Promoting continence in nursing homes in four European countries: the use of PACES as a mechanism for improving the uptake of evidence-based recommendations
Article first published online: 23 NOV 2012
© 2012 The Authors. International Journal of Evidence-Based Healthcare © 2012 The Joanna Briggs Institute
International Journal of Evidence-Based Healthcare
Volume 10, Issue 4, pages 388–396, December 2012
How to Cite
Harvey, G., Kitson, A. and Munn, Z. (2012), Promoting continence in nursing homes in four European countries: the use of PACES as a mechanism for improving the uptake of evidence-based recommendations. International Journal of Evidence-Based Healthcare, 10: 388–396. doi: 10.1111/j.1744-1609.2012.00296.x
- Issue published online: 23 NOV 2012
- Article first published online: 23 NOV 2012
- continence care;
- evidence-based practice;
Background Multi-faceted approaches are generally recognised as the most effective way to support the implementation of evidence into practice. Audit and feedback often constitute one element of a multi-faceted implementation package, alongside other strategies, such as interactive education and facilitated support mechanisms. This paper describes a multi-faceted implementation strategy that used the Joanna Briggs Institute Practical Application of Clinical Evidence System (PACES) as an online audit tool to support facilitators working to introduce evidence-based continence recommendations in nursing homes in four different European countries.
Aims/objectives The paper describes the experience of using PACES with an international group of nursing home facilitators. In particular, the objectives of the paper are: to describe the process of introducing PACES to internal facilitators in eight nursing homes; to discuss the progress made during a 12-month period of collecting and analysing audit data using PACES; to summarise the collective experience of using PACES, including reflections on its strengths and limitations.
Methods Descriptive data were collected during the 12-month period of working with PACES in the eight nursing home sites. These data included digital and written notes taken at an initial 3-day introductory programme, at monthly teleconferences held between the external and internal facilitators and at a final 2-day meeting. Qualitative analysis of the data was undertaken on an ongoing basis throughout the implementation period, which enabled formative evaluation of PACES. A final summative evaluation of the experience of using PACES was undertaken as part of the closing project meeting in June 2011.

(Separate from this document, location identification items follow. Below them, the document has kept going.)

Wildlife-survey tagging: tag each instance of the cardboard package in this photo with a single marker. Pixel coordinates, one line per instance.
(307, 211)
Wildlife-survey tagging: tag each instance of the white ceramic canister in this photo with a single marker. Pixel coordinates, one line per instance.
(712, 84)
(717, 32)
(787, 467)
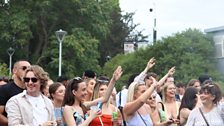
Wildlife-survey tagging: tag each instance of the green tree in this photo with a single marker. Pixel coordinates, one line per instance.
(191, 51)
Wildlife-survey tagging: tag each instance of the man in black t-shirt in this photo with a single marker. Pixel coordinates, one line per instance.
(12, 88)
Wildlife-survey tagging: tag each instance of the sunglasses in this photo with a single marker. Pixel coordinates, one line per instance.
(23, 68)
(102, 81)
(77, 78)
(152, 97)
(33, 79)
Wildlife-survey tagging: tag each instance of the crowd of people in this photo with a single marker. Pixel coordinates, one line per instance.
(33, 99)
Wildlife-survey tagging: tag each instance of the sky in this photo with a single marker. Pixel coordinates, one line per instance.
(174, 16)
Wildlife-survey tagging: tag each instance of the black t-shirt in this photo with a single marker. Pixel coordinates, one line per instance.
(7, 91)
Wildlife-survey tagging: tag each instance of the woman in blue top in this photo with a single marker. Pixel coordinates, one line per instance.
(136, 111)
(75, 104)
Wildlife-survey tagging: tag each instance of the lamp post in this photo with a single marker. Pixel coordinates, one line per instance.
(154, 26)
(10, 52)
(60, 34)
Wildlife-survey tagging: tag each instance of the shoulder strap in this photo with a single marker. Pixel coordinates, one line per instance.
(120, 98)
(203, 117)
(162, 105)
(142, 118)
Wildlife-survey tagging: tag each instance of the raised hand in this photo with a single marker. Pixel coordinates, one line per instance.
(171, 71)
(154, 82)
(117, 73)
(151, 63)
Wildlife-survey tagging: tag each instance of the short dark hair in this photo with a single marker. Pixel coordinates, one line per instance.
(151, 74)
(204, 77)
(213, 89)
(89, 74)
(189, 99)
(53, 88)
(62, 78)
(131, 79)
(180, 84)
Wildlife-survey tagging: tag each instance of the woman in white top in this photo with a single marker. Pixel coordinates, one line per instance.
(31, 107)
(75, 104)
(208, 114)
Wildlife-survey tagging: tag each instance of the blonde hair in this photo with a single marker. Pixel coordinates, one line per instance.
(97, 89)
(132, 89)
(165, 90)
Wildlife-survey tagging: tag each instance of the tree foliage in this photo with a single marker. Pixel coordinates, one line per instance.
(191, 51)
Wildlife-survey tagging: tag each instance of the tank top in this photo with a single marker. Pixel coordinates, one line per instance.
(78, 118)
(105, 119)
(137, 120)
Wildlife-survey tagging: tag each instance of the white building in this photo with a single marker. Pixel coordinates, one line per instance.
(218, 37)
(130, 47)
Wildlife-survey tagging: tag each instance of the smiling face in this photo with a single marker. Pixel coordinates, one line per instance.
(32, 84)
(170, 91)
(90, 86)
(197, 85)
(102, 90)
(140, 90)
(20, 68)
(59, 93)
(206, 97)
(81, 93)
(152, 100)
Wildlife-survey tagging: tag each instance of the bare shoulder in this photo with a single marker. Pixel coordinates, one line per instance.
(68, 108)
(112, 107)
(185, 112)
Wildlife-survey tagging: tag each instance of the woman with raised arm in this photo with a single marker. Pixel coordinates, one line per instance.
(57, 92)
(208, 114)
(188, 103)
(31, 107)
(170, 106)
(90, 83)
(75, 104)
(136, 111)
(108, 109)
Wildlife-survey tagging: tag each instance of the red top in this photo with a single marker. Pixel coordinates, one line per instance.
(106, 119)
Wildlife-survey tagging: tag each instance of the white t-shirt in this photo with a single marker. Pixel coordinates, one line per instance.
(124, 94)
(213, 118)
(40, 113)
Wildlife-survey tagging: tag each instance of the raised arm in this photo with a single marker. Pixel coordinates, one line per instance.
(69, 118)
(162, 80)
(142, 75)
(116, 75)
(131, 107)
(14, 114)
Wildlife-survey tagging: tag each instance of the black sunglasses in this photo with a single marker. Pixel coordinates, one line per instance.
(77, 78)
(102, 81)
(23, 68)
(33, 79)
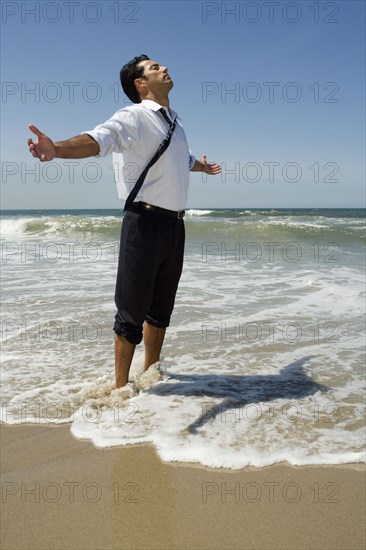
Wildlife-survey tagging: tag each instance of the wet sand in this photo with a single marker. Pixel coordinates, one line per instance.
(62, 493)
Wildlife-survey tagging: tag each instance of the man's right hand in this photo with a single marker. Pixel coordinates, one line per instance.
(44, 149)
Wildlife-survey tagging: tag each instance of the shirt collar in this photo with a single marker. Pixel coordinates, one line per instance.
(150, 104)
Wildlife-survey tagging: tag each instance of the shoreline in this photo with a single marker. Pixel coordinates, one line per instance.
(59, 492)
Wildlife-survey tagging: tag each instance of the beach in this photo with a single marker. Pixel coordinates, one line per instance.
(61, 493)
(250, 431)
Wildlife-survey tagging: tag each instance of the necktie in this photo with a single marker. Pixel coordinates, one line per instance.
(162, 147)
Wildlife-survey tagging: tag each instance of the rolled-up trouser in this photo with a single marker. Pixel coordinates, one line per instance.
(149, 268)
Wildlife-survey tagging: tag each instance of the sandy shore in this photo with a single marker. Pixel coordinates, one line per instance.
(62, 493)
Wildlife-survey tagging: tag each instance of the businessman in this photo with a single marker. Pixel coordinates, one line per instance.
(152, 235)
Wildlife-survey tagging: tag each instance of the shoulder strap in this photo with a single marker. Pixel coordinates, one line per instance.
(162, 147)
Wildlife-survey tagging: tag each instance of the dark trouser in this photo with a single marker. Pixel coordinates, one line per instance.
(149, 269)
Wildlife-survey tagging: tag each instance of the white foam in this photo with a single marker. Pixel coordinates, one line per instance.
(192, 212)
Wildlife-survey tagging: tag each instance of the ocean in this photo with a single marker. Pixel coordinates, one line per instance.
(263, 361)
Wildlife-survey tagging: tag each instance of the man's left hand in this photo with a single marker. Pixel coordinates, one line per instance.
(211, 168)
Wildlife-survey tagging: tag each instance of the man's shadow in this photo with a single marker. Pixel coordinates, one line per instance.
(291, 383)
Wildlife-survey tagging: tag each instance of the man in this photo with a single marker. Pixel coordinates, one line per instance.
(152, 237)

Results The nursing home facilitators took longer than anticipated to introduce PACES and it was only after 9–10 months that they became confident and comfortable using the system. This was due to a combination of factors, including a lack of audit knowledge and skills, limited IT access and skills, language difficulties and problems with the PACES system itself. The initial plan of undertaking a full baseline audit followed by focused action cycles had to be revised to allow a more staged, smaller-scale approach to implementation and audit. This involved simplifying the audit process and removing steps such as the calculation of population size estimates. As a result, an accurate baseline measure, prior to introducing changes to continence care, was not achieved. However, by the end of the 12 months, the majority of facilitators had undertaken a full audit and reported value in the process. In particular, they benefited from comparing audit data across sites to share learning and best practice.
Discussion/conclusion Working with PACES as part of a facilitated programme to support the implementation of evidence-based continence recommendations in nursing homes in four European countries has been a valuable learning experience, although not without its challenges. The findings highlight the importance of thorough training and support for first time users of PACES and the need to make the audit process as simple as possible in the initial stages.